At first, the thing that becomes erasmus thinks that it has fallen headlong into a dream.
It is just before dawn when it arrives at the place that connects them all together – the web, the realm, the island. When the darkness of the night and the heat of the stars do not shift and reveal to it its namesake, it realizes that sleep has not carried it here. There are no dying embers of suns or the coldness of forsaken moons, no half-eaten planets lost to some new orbit, though it cannot help but feel as though it is still the black hole on the precipice – still the event horizon, hungry, lost, and waiting.
When the stars lose their place and barrel earthward, he closes his eyes and grins, but it is not sated still. They cascade like shards, the sound and smell of death and ashes, and the aether leaks from his pores in a veil of starless night. He waits until there is nothing but silence. And waits still. The gravity is spellbound, then heavy – it longs to drag him with it, drag it into the graveyard of stars that catch the faint glint of his gold then lapse into darkness, longs to fold him into the wreck yard of sharp and harrowing things, of deathly things to which he belongs.
He is no god. No devil. No savior. The aether is an abomination.
But the universe makes no mistakes.
Dawn pulls refractions over the mangled corpses of still-hot stars, colors bounding weightlessly from their tomb, the embers of constellations still glowing, sparking, then giving in to the cold stillness of death. At first, it is unclear if it is snow or ashes that drift from the sky – dancing, cascading – until a flake settles in the heat of his spine and too, dies.
When he walks, each step that folds itself over a still struggling shard of star crushes it with a gasp or sigh, or the long-gone cry of agony. Aether reaches to them meekly – as though shadows drip from him like a funeral veil, tattered edges separating the pieces left in his wake. They knead and knot, stitch and pull, ripping that final, diseased life from each suffering fragment of wounded heaven. Some cease into dust, mixing with the ash-snow.

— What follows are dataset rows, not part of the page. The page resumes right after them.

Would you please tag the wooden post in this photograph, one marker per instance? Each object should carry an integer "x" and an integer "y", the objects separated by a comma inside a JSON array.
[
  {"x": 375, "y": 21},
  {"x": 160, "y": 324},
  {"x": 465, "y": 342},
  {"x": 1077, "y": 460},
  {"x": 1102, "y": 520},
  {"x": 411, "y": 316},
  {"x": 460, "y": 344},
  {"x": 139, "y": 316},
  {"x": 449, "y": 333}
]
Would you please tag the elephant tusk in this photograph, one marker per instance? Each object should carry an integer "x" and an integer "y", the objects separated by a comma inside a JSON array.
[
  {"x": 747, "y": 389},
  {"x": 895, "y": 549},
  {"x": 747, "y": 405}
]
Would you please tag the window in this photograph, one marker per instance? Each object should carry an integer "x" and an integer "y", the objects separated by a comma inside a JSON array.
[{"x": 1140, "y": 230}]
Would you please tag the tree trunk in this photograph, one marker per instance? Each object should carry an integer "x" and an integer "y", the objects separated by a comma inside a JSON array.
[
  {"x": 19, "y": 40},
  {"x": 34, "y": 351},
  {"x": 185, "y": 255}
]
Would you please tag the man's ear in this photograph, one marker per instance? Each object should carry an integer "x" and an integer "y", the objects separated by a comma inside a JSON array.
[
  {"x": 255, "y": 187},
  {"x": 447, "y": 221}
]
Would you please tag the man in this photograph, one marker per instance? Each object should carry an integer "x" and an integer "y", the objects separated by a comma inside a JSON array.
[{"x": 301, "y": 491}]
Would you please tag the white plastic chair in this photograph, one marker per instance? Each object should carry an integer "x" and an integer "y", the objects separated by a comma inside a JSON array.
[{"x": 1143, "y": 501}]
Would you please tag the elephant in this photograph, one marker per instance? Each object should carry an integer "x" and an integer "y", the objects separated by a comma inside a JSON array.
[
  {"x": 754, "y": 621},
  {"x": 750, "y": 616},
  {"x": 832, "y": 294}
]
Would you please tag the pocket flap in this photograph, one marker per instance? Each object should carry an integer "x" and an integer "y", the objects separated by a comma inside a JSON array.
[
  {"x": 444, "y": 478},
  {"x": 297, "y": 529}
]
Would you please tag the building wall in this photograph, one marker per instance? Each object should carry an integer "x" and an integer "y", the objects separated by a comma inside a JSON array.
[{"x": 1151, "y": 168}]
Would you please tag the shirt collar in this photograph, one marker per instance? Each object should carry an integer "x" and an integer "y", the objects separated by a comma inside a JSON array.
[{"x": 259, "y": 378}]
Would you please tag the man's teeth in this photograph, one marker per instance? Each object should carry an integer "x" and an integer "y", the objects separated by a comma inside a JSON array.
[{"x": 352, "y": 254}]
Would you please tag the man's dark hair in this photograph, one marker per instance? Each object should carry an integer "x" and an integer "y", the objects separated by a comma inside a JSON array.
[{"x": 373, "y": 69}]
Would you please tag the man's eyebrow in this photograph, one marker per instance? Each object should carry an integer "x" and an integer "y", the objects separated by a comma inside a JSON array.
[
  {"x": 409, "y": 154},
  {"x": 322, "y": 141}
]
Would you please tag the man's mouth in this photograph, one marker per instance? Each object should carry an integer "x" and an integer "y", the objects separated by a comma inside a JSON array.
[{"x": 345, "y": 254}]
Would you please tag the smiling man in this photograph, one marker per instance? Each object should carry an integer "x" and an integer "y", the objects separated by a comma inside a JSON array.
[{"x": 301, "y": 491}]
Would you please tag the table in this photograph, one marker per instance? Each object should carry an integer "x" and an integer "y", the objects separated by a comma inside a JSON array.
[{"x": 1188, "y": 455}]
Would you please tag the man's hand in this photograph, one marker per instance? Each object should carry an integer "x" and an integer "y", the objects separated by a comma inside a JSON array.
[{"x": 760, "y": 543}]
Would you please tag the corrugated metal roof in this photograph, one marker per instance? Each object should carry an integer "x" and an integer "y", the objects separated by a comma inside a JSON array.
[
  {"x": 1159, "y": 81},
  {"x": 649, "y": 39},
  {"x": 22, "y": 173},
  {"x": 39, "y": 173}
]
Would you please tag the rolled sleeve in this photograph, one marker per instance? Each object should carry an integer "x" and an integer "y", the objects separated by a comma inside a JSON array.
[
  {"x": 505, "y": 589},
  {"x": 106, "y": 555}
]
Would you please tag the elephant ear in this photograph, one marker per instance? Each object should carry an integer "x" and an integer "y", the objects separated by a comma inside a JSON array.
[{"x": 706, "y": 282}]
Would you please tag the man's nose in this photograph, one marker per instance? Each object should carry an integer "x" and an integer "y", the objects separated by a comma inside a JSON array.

Beneath him, the mirrors regress and fade like the light gone from the eyes of a doe, and in the horrific shadow that passes over him: reveal in each surface, the animation of colliding planets, dying suns, collapsing galaxies that against each other knit and burst like a supernova. In some, the sunlight draws a shimmer across broad faces, and when Erasmus passes the reflections shift and ripple and pull apart like multiplying cells. In each, his flesh is not horseflesh but a silhouette full with collapsing solar systems, blackening skies, black holes which collide and swell and break apart and eat and eat and eat.
In some, Erasmus is not the likeness of a boy at all but something awful, something horrific, something with dark eyes and shuddering ribs and a mouth full of grating, grinning, grinding rows of reticulated teeth.
When he stops, the darkness of him spreads beyond his shadow, consuming shards in hopeless images of dying worlds like an unfurling malignancy. At its heart, a mere boy – the image of Erasmus, seeming innocent (but it's the eyes, the eyes tell) and ponderous, waiting for the death of the Novusian sun.